Alcuni punti vanno fissati anche nella prospettiva di una riflessione su tale ipotesi di nuovo partenariato tra attori politici:
• la prospettiva deve guardare al futuro, non al passato;
• non ha relazione alcuna con le "formule politiche" (tipo unità politica dei cristiani o degli “islamici”);
• non deve porsi dal punto di vista delle religioni, ma da quello dei sistemi politici e degli attori in essi rilevanti;
• non riguarda l'Italia o altri singoli Paesi, ma il rapporto tra il mondo euro-atlantico e quello mediterraneo;
• concerne la dimensione che è stata battezzata “post-secolare”; essa chiama in causa, tra le altre cose, il ruolo pubblico delle religioni dal punto di vista delle motivazioni dell’impegno politico;
• richiede un approfondimento sulla laicità dello stato e delle istituzioni alla luce sia dell’esperienza europea che dei nuovi movimenti apparsi sulla scena nel mondo arabo-islamico (da questo punto di vista, la modellistica deve essere il più possibile ampia, e deve essere collocata su un continuum delle possibili declinazioni tra Islam e politica che parte, dal lato del radicalismo, dalla pseudo-teocrazia iraniana e giunge, dal lato del pluralismo, all’assetto indonesiano, passando per il “canone” pakistano e l’accomodamento pragmatico turco);
• comporta una seria e fondata analisi comparata tra i diversi movimenti al fine di identificare i possibili segmenti di intersezione ideale e operativa
Un argomento a parte riguarda l’eventuale grado di condizionalità nell’approccio dialogante nei riguardi dei movimenti ad ispirazione islamica che decidono di entrare nell’agone politico.
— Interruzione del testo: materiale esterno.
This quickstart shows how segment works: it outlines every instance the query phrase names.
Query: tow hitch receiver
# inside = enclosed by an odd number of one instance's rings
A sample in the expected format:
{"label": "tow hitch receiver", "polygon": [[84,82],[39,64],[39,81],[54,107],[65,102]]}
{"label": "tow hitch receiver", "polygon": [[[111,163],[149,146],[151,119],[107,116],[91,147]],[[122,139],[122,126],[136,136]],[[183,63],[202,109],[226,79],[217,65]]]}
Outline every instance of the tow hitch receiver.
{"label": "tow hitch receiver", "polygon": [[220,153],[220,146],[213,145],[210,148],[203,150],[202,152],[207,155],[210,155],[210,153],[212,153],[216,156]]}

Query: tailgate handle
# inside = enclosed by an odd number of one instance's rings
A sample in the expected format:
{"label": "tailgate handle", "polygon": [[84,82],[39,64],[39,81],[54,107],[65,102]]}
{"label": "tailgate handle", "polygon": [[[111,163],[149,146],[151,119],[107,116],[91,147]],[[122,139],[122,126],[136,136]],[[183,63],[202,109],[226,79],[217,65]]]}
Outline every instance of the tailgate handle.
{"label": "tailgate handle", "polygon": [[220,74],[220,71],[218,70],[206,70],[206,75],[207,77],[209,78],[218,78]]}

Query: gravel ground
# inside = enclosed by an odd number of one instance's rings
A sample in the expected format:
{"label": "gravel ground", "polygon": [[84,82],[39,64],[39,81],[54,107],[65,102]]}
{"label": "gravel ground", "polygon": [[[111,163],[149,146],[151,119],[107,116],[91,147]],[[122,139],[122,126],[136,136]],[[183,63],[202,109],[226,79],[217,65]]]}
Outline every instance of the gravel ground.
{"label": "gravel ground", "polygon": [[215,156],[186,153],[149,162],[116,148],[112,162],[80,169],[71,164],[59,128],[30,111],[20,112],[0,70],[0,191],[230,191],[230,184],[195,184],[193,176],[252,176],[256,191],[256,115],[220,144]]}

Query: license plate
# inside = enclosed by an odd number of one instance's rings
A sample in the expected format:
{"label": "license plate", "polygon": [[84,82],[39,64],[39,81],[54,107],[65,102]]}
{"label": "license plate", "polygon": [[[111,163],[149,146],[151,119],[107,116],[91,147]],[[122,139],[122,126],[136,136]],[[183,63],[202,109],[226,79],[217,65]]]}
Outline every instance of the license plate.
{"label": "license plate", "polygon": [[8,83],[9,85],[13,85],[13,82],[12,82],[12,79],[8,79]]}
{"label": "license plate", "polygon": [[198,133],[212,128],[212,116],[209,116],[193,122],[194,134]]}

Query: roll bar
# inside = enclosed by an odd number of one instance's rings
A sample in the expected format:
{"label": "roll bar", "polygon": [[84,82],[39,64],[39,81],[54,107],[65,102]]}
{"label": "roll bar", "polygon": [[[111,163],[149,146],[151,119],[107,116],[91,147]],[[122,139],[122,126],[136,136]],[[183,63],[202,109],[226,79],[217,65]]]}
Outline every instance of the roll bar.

Sicuramente sono importanti i parametri della:
• rinuncia ad ogni forma di violenza;
• accettazione di valori democratici in senso lato (in particolare il pluralismo);
• uguaglianza (non discriminazione, questioni di genere).
A questi principi politici se ne possono aggiungere anche altri, legati in particolare alla questione dell’adozione di un quadro giuridico ed etico fondato sulla libertà individuale e non esclusivamente sulla soggettività delle comunità.